Synopsis: A monster-hunter hunts down some monsters while grappling with PTSD and trying to get over an ex, which causes her to miss that true love is right under her nose.
Book Review: This is a basic Urban Fantasy paranormal romance book. If you’re into that sort of thing, it could make for some decent trashy beach reading.
I am not into that sort of thing. I like my characters to not act like complete idiots for plot convenience. If the super-attractive magical boy’s eyes glow silver and suddenly people who were very hostile to him start doing whatever he asks, consider that he has persuasion magic. All of us realized it immediately, why is the protag an idiot?
I like my characters to have a reason for doing something, besides “the literal trickster god of this world wants us to do this thing but won’t tell us why.” That’s usually a reason to NOT do a thing.

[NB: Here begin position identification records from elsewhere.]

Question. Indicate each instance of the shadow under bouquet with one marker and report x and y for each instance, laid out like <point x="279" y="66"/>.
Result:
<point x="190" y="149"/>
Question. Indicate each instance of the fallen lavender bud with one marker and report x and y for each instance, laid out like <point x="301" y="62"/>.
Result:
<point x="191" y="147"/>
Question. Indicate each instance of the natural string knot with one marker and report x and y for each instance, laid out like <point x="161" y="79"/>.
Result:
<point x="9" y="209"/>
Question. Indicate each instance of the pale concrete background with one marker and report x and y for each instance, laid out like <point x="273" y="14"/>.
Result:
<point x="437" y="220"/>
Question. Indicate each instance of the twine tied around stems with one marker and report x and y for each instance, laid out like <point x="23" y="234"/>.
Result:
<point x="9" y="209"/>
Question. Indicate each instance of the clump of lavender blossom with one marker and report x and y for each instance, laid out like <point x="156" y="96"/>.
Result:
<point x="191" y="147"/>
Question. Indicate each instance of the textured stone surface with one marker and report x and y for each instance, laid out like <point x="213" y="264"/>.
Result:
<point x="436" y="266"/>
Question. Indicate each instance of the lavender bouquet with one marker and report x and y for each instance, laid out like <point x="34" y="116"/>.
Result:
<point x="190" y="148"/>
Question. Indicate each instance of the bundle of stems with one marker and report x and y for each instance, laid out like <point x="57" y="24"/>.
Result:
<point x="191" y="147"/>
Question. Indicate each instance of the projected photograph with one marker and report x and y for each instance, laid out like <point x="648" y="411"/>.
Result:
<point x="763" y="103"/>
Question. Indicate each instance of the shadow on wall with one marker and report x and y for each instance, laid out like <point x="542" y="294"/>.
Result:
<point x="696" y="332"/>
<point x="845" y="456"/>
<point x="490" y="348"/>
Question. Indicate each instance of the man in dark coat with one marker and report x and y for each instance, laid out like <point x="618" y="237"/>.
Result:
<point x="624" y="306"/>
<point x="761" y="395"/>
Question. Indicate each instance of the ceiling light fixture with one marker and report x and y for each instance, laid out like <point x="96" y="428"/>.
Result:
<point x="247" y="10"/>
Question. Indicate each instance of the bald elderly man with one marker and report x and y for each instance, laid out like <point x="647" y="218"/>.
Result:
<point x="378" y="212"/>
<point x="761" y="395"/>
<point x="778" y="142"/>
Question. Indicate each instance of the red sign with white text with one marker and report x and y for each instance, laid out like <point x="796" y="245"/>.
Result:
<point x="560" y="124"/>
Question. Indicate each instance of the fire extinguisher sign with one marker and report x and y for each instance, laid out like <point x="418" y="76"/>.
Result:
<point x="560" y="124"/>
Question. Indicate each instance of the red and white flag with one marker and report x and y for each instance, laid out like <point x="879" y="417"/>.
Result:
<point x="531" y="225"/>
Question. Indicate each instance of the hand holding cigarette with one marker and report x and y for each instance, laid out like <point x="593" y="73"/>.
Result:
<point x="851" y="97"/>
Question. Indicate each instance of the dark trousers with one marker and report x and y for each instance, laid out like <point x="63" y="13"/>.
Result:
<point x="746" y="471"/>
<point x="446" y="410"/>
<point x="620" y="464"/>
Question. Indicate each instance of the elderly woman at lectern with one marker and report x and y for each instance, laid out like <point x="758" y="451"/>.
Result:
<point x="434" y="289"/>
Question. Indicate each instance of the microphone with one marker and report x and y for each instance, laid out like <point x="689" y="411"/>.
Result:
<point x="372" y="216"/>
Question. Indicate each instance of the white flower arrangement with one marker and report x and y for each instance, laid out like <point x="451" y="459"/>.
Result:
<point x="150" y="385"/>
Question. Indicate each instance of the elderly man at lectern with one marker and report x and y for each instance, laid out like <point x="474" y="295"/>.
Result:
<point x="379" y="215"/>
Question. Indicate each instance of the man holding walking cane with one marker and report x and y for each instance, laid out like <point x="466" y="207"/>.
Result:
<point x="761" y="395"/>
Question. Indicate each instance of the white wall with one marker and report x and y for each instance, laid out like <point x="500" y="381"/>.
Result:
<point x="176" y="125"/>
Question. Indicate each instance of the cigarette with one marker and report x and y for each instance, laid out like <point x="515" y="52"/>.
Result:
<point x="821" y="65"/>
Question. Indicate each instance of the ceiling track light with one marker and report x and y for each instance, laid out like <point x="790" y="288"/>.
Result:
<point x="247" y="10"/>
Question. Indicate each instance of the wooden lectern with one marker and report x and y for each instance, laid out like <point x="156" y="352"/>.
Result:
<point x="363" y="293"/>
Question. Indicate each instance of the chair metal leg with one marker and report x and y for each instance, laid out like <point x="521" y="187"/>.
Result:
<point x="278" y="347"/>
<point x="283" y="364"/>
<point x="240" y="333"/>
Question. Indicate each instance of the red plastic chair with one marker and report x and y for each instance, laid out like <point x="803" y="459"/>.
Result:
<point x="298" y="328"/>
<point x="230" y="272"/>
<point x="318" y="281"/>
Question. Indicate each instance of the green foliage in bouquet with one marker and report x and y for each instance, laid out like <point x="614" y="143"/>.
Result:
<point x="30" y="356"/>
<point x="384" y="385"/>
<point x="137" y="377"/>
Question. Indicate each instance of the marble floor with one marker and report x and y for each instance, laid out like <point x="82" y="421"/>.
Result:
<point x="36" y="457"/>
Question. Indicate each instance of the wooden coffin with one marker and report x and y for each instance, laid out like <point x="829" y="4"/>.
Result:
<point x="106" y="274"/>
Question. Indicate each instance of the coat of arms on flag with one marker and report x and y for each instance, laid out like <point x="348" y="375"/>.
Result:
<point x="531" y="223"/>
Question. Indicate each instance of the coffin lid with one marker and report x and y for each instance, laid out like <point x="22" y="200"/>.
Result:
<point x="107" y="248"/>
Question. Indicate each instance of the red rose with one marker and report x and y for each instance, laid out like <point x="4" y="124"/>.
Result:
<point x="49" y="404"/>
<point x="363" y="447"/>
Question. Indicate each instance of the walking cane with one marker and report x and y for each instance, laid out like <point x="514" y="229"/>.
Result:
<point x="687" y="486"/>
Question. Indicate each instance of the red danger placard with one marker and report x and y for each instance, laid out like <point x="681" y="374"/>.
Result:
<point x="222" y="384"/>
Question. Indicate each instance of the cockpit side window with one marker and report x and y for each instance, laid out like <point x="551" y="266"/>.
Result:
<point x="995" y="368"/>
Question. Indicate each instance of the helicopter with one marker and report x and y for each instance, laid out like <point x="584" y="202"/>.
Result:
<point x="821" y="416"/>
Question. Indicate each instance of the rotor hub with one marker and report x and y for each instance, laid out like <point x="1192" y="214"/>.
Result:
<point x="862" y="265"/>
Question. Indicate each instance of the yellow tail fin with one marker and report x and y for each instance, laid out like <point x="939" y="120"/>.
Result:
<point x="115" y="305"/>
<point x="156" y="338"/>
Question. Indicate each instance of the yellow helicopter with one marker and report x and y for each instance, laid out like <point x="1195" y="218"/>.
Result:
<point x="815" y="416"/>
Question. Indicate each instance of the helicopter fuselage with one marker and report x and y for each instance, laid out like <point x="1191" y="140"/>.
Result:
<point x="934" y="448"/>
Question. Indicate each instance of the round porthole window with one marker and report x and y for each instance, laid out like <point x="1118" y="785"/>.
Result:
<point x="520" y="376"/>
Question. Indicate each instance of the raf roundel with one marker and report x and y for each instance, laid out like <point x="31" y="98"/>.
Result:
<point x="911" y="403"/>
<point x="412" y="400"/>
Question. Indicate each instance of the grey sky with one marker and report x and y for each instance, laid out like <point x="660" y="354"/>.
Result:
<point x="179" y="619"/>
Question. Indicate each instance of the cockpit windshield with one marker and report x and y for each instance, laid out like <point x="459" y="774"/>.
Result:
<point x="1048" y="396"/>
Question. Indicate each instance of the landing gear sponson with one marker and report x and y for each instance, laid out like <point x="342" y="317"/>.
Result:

I prefer to have the plot revealed to me through actions taken in the story, rather than by having the villain reveal it in a “Before I kill you, Mr Bond” monologue completely out of the blue just before his inevitable defeat. (And what an anti-climactic defeat it was!)
This book is the epitome of pulp fiction. It’s a bunch of tropes and events strung together in a story-like manner that can keep one pleasantly distracted with monster-punching if one just wants to turn one’s brain off for a few hours. There are a million books like it, usually found on spinning wire-racks in gas stations and truck stops.
I don’t hate this book, per se. I’ve been known to enjoy some trashy pulp myself, and I would never say people shouldn’t do things that bring them pleasure. But there’s a time and a place for this sort of thing. That time and place is NOT on the Hugo Finalists list. ಠ_ಠ
I have more to say about that topic, but that’s a post about the Hugos rather than book-review stuff, so that’ll be a post for another day. Perhaps after the weekend.
Book Club Review: Book Club opinion was universal – this is pulp. Most of our readers were able to enjoy it as pulp. Every now and then everyone likes to just let go. So there was plenty of time taken to gripe about the classic stupidities of the genre, which was mostly done in a humorous manner, and some admiration of a few of the fun points. It was pointed out that this is one of the few times (for one reader, the first time he could recall) that a kick-ass woman was written realistically as a real female hard-bitten ass-kicker (rather than the stereotypical “strong female hero” that’s never very believable), and I’ll give it that. Everyone also agreed that this is a book they’ve already started forgetting, and they’ll likely never think of it again. Those who have opinions about the Hugos were also dismayed that this was nominated, and those who don’t were surprised that it was.